Accused Boston Marathon bomber Dzhokhar Tsarnaev is asking a federal judge to clamp down on “self-appointed supporters” protesting on his behalf outside a Boston courthouse, arguing that their “inflammatory accusations” could hurt his right to a fair trial.

In a court filing Monday, Tsarnaev’s defense team sought to distance themselves from the demonstrators, arguing they could have a “deleterious and prejudicial impact” on his trial, which is set to begin Jan. 5. The supporters, his attorneys wrote, “advocate various conspiracy theories concerning the marathon bombing, including that the resulting deaths and injuries have somehow been faked as part of a government plot.”

Tsarnaev’s lawyers asked federal Judge George O’Toole, who is overseeing the case, to direct the U.S. Marshals Service to move the demonstrators away from the courthouse, because their presence implies that Tsarnaev agrees with them.

“Survivors, jurors, witnesses and members of the public must be able to attend court without being assaulted by inflammatory accusations from any source,” Tsarnaev’s attorneys wrote. “If they cannot, the fairness of the defendant’s trial is likely to be gravely harmed, in part because of the natural but false inference that the defendant and his counsel agree with the outrageous conspiracy theories that are being so vociferously advanced by demonstrators claiming to be the defendant’s ‘supporters.’”

The Tsarnaev team specifically cited a clash last week between demonstrators and bombing survivor Marc Fucarile, who lost his right leg in the attacks.
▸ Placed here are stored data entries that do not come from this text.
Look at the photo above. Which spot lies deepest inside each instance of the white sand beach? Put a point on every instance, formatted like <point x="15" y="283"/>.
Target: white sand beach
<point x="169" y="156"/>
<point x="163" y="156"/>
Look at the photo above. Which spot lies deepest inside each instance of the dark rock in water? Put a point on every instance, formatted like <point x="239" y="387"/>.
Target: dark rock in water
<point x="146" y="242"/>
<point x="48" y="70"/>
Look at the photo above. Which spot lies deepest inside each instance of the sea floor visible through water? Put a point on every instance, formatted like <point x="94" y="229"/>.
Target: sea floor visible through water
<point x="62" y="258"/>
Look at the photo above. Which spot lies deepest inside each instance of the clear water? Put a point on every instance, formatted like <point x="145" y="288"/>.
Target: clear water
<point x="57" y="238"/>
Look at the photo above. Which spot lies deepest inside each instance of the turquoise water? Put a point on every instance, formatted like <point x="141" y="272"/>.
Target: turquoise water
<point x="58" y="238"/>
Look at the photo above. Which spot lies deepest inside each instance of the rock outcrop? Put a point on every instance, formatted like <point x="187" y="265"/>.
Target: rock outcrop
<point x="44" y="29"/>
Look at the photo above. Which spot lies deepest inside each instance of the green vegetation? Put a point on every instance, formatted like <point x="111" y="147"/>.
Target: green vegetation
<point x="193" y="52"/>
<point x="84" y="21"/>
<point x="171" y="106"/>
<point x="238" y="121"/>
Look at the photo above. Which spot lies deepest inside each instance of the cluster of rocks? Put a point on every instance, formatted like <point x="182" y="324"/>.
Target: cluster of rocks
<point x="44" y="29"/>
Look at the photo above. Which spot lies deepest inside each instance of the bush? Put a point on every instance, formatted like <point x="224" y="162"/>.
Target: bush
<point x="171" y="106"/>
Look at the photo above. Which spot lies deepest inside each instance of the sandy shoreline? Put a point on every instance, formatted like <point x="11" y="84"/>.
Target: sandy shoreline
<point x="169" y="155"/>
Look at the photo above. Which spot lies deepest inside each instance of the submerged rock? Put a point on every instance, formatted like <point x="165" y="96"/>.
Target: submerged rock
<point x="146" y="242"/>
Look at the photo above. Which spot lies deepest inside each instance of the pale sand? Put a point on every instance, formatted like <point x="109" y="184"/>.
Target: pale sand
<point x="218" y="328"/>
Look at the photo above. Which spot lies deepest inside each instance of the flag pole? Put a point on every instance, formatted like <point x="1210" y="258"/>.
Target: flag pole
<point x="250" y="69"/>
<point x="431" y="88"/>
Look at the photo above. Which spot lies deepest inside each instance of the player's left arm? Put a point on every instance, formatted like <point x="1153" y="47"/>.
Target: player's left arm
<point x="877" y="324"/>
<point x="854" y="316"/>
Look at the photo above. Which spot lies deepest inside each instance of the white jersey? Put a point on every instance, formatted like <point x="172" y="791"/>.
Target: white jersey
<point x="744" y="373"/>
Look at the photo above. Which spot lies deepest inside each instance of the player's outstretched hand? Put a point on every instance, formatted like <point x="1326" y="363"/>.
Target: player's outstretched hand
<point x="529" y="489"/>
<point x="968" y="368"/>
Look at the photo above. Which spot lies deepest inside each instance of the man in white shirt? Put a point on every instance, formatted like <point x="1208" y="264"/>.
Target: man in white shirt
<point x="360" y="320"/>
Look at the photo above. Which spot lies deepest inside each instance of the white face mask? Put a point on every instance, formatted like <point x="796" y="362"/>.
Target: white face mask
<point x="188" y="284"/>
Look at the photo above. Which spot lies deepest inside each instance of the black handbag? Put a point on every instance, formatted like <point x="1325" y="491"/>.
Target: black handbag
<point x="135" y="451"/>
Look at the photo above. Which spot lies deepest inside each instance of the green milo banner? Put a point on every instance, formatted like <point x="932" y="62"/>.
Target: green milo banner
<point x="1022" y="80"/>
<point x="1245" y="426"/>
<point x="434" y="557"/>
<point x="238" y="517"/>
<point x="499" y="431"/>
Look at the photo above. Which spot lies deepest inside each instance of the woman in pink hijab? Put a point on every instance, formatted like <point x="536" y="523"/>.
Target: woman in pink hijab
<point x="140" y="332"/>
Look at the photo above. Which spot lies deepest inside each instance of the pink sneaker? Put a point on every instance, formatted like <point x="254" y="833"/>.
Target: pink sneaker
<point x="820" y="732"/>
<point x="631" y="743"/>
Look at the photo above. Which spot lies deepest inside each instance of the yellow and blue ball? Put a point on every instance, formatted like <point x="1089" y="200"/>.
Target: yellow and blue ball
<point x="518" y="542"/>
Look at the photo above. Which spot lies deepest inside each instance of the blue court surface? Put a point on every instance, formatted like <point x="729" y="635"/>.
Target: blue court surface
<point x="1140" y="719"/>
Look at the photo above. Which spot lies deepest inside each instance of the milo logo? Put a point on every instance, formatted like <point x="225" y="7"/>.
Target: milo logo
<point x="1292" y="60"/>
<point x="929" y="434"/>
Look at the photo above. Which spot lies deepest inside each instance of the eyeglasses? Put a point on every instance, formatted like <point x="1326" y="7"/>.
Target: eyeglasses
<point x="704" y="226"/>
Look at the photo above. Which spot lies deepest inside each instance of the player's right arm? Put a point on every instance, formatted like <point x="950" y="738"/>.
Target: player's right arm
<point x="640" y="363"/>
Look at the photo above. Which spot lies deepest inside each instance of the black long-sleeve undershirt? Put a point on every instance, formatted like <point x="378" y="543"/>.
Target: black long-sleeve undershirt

Responding to a Tsarnaev supporter who claimed that the case against the accused bomber was “trickery,” Fucarile removed his prosthetic leg and waved it, commenting, “That’s trickery?”

In their motion, Tsarnaev's attorneys acknowledged the protesters rights to free speech, no matter how outrageous. But they pressed for limits on the demonstrators, arguing that their continuing presence in the immediate vicinity of the courthouse entryways ... poses a grave threat to Tsarnaevs right to a fair trial.

“The defendant and his attorneys are powerless to protect the fairness of his trial from the destructive activities of these demonstrators, the accused bomber's attorneys wrote.

Tsarnaev, 21, faces the death penalty for his role in the twin bombings near the finish line of the April 2013 Boston Marathon, which killed three people and injured nearly 300. He is also accused, along with his late brother, Tamerlan, of shooting and killing a Massachusetts Institute of Technology police officer while on the run from police. Tsarnaev has pleaded not guilty in the case.

On Monday, his attorneys also renewed their push to move Tsarnaevs trial out of Boston, arguing that their client cannot receive a fair trial in the city.